# Assets hierarchy visualization


## Quick links
* Asset data dive notebook - [Hackathon github repo](https://github.com/cognitedata/open-industrial-data/blob/master/workshops/uni-hackathon/Part_3_Asset_Data_Dive.ipynb)
* Documentation of [CDP concepts](https://doc.cognitedata.com/concepts/)
* Reference documentation for the [Python SDK](https://cognite-sdk-python.readthedocs-hosted.com/en/latest/)
<hr>

# Step 0: Environment Setup

#### Install the Cognite SDK package and some auxiliary packages

In [None]:
# if you're working in google colab or similar
!pip install -q cognite-sdk plotly networkx

#### Because of some limitations on google colab platform we should define huge auxiliary functions directly here, but we are working on eligant way for it

By the way, if you know how to improve it - ideas or contributions are welcome :)

In [None]:
# %load common.py
"""

DON'T BE SCARED

You can don't dig into details here, just go to next cell

"""
from itertools import islice
from typing import Dict, Iterable

import networkx as nx
import pandas as pd
import plotly.graph_objs as go


def sliding_window(seq: Iterable, n: int = 2):
    """

    Generate an overlapping windows with variable size from iterator

    Args:
        seq:
        n:

    Returns:

    """
    it = iter(seq)
    result = tuple(islice(it, n))
    if len(result) == n:
        yield result
    for elem in it:
        result = result[1:] + (elem,)
        yield result


def make_assets_tree(df: pd.DataFrame) -> nx.DiGraph:
    """

    Generates directional graph of assets from a given dataframe
    
    Args:
        df:

    Returns:

    """

    G = nx.DiGraph()
    for path in df["path"].values:
        for parent_id, child_id in sliding_window(path, n=2):
            G.add_edge(parent_id, child_id)

    return G


def hierarchy_pos(
    graph: nx.DiGraph,
    root: str = None,
    width: float = 10000.0,
    vert_gap: float = 0.2,
    vert_loc: float = 0.0,
    x_center=0.5,
):
    """
    If the graph is a tree this will return the positions to plot this in a
    hierarchical layout.

    G: the graph (must be a tree)

    root: the root node of current branch
    - if the tree is directed and this is not given, the root will be found and used
    - if the tree is directed and this is given, then the positions will be just for the descendants of this node.
    - if the tree is undirected and not given, then a random choice will be used.
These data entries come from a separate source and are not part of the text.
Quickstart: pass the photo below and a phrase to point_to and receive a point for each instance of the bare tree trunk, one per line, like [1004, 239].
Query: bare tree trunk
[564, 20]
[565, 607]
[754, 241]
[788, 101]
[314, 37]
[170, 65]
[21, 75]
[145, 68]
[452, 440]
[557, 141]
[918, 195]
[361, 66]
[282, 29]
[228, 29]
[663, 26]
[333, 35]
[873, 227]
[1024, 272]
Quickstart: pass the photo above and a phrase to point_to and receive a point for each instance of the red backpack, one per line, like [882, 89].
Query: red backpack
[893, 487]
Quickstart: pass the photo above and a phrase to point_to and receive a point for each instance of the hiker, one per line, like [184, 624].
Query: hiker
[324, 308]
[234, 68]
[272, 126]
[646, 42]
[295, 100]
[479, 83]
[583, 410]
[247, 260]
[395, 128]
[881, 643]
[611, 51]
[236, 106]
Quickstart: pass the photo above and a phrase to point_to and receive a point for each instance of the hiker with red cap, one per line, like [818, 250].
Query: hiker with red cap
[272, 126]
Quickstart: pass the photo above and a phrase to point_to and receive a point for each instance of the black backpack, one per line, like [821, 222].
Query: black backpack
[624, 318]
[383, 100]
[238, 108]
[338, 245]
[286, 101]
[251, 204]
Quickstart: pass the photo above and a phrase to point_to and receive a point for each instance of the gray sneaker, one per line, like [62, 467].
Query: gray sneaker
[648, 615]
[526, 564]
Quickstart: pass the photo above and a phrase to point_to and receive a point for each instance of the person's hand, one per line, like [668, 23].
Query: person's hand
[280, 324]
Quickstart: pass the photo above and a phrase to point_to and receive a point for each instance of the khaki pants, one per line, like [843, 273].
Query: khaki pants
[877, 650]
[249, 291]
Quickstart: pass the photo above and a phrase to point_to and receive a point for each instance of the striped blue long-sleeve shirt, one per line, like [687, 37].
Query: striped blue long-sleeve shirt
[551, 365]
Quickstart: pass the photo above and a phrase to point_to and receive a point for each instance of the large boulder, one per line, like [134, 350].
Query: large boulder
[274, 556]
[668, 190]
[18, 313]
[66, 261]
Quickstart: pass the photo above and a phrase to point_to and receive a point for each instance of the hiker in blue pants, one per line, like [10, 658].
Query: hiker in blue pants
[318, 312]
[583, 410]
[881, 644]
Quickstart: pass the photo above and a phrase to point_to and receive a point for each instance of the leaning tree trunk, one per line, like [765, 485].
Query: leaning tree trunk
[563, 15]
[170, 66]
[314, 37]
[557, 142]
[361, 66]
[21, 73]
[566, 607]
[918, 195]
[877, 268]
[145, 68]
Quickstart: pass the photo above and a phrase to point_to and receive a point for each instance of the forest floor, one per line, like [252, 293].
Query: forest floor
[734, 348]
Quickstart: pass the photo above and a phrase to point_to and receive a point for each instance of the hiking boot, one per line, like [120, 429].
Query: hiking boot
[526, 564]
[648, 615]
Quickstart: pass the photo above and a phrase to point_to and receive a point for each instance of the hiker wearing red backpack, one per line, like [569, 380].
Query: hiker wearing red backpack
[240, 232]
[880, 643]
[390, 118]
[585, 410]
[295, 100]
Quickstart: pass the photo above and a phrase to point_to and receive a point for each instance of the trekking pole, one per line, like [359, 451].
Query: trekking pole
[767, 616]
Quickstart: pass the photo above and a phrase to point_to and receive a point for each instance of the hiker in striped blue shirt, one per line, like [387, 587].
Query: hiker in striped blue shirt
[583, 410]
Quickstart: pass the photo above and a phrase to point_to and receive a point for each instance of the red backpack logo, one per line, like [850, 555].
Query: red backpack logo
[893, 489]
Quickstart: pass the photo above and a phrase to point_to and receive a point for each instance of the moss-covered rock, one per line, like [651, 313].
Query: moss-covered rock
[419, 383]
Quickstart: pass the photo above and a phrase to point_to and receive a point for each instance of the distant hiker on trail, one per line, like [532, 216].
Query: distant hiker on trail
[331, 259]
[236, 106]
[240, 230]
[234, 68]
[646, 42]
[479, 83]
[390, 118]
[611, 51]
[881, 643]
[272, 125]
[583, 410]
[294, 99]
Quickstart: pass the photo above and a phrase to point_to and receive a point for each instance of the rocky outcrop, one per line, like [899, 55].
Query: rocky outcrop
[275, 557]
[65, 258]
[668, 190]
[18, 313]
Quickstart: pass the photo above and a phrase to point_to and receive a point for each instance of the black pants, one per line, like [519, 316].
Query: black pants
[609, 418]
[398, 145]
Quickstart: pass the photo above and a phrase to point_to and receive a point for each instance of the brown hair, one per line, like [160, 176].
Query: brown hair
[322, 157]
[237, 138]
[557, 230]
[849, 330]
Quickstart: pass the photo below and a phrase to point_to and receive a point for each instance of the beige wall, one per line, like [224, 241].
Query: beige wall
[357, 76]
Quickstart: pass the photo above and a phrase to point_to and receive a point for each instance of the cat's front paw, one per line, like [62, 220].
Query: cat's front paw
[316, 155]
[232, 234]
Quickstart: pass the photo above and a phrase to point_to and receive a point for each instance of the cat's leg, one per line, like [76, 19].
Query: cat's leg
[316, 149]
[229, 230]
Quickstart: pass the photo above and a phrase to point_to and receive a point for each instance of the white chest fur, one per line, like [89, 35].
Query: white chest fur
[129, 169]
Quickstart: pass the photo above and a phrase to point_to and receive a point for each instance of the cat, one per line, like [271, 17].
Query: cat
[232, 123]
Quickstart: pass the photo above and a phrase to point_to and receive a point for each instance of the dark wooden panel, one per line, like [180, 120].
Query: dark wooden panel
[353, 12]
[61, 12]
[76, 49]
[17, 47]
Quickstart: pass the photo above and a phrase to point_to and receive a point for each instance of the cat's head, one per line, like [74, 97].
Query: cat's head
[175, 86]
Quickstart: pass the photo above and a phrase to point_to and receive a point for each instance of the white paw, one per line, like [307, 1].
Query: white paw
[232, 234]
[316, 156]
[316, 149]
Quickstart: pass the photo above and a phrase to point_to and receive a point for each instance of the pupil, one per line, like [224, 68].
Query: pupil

    width: horizontal space allocated for this branch - avoids overlap with other branches

    vert_gap: gap between levels of hierarchy

    vert_loc: vertical location of root

    xcenter: horizontal location of root
    """
    if not nx.is_tree(graph):
        raise TypeError("cannot use hierarchy_pos on a graph that is not a tree")

    def _hierarchy_pos(
        graph: nx.DiGraph,
        root: str,
        width: float = 1.0,
        vert_gap: float = 0.2,
        vert_loc: float = 0.0,
        x_center: float = 0.5,
        pos: Dict = None,
        parent: str = None,
    ):
        """
        see hierarchy_pos docstring for most arguments

        pos: a dict saying where all nodes go if they have been assigned
        parent: parent of this branch. - only affects it if non-directed

        """

        if pos is None:
            pos = {root: (x_center, vert_loc)}
        else:
            pos[root] = (x_center, vert_loc)
        children = list(graph.neighbors(root))
        if not isinstance(graph, nx.DiGraph) and parent is not None:
            children.remove(parent)
        if len(children) != 0:
            dx = width / len(children)
            next_x = x_center - width / 2 - dx / 2
            for child in children:
                next_x += dx
                pos = _hierarchy_pos(
                    graph,
                    child,
                    width=dx,
                    vert_gap=vert_gap,
                    vert_loc=vert_loc - vert_gap,
                    x_center=next_x,
                    pos=pos,
                    parent=root,
                )
        return pos

    return _hierarchy_pos(graph, root, width, vert_gap, vert_loc, x_center)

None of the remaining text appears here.